The Italian SystemWed, 02/21/2018 - 18:26
As Mexico’s third-most important trade partner in the EU and 11th globally, Italy works closely with the Mexican authorities in the energy sector, a collaboration that Italy’s Ambassador to Mexico Luigi Maccotta says is necessary to clear any potential hurdles. “The cooperation relies on joint actions that will facilitate the dialogue between public and private entities to ensure that technology and investment challenges can be overcome,” he says.
Maccotta underlines that both countries have specific bilateral cooperation agreements in the energy sector. For instance, the Memorandum of Understanding signed by Italy's President Sergio Matterella and President Enrique Peña Nieto in 2016 laid the foundation for programs and activities that promote the implementation of low-carbon technologies in areas such as energy production through renewables, energy efficiency, smart grids and energy storage.

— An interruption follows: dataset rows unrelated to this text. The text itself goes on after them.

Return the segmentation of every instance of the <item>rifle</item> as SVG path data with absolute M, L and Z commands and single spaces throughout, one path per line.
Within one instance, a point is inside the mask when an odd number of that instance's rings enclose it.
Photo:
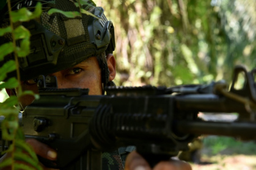
M 27 138 L 57 151 L 56 161 L 43 160 L 50 167 L 101 169 L 101 152 L 128 145 L 154 164 L 188 150 L 202 134 L 255 140 L 255 73 L 236 66 L 229 90 L 219 81 L 172 88 L 110 87 L 105 96 L 89 96 L 88 89 L 57 89 L 56 78 L 41 76 L 40 98 L 26 108 L 21 126 Z M 237 89 L 240 74 L 245 81 Z M 205 121 L 199 112 L 239 116 L 231 122 Z

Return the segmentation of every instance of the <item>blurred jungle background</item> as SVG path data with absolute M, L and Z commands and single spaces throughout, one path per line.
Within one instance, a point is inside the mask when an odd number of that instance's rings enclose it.
M 94 2 L 115 26 L 118 85 L 230 82 L 235 65 L 256 66 L 255 0 Z M 201 141 L 193 169 L 256 169 L 255 143 Z
M 95 0 L 114 24 L 119 85 L 230 81 L 256 65 L 254 0 Z
M 256 0 L 93 1 L 115 26 L 117 85 L 230 82 L 235 65 L 256 66 Z M 256 169 L 254 142 L 202 141 L 193 169 Z

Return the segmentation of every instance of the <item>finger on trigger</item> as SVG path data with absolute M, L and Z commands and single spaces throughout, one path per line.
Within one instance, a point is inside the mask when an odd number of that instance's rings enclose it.
M 48 145 L 34 139 L 27 139 L 26 142 L 32 146 L 37 155 L 51 160 L 56 159 L 57 152 Z
M 136 151 L 131 152 L 125 161 L 125 170 L 149 170 L 150 166 L 147 161 Z

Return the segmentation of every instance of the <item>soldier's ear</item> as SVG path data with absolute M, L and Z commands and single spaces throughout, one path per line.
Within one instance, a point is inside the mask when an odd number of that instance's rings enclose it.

Although Mexico has always been of great interest as an investment destination for Italian companies, the Energy Reform was a turning point that made the country even more attractive, Maccotta says. “The reform has definitely attracted a strong and dynamic participation from Italian companies in the energy sector, both in the renewables and oil and gas sectors,” he says. To support Italian business in this industry, the Italian Embassy maintains a close relationship with the Ministry of Energy to have a privileged access and communication channel. “Enel Green Power and ENI, among other Italian companies, are investing in Mexico’s infrastructure and providing the basis for industry
development and growth,” says Maccotta. “They commit to social responsibility and act responsibly within the local communities where they work.” In addition to diplomatic duties, the Italian Embassy aids the presence and operations of Italian companies in Mexico. “We are facilitators, but the real work is done by the companies,” Maccotta says. “They present business development plans and technically and economically sound proposals to Mexican industries and the government.” The role of the Embassy in this process is to guide these companies to the doors they need to knock on to ease their business development processes, according to Maccotta. In the energy sector specifically, the Embassy remains in close contact with the Ministry of Energy to identify areas for joint work.
“The Italian government relies on the so-called Italian system to offer extra support to Italian companies,” says Maccotta. “In Mexico, the Embassy, the Italian Trade Commission (ICE), the Italian Chamber of Commerce and SACE, the Italian Export Credit Agency owned by Cassa Depositi e Prestiti, are integrated into the system.” He underlines the crucial role that SACE plays as an Italian institution that offers a wide range of insurance and financial products to companies with a strong link to Italy. For example, if a Mexican company wants to import Italian products or services, it can get insurance through SACE.
Mexico’s geographical position makes it an attractive country for Italian companies to invest in as it acts as a bridge for logistics operations and products and is a direct channel to North and South America, says Maccotta. Among other factors that make Mexico attractive, he enumerates the country’s highly valuable and competitive human capital and a growing middle class that provides strong market volume.
As the next presidential elections approach in Mexico, Maccotta remains confident about the future. “The country’s economic and political stability is outstanding,” he says. “Companies trust that everything that was built during the reform will be preserved and Mexico’s vision and plans will continue in that direction.”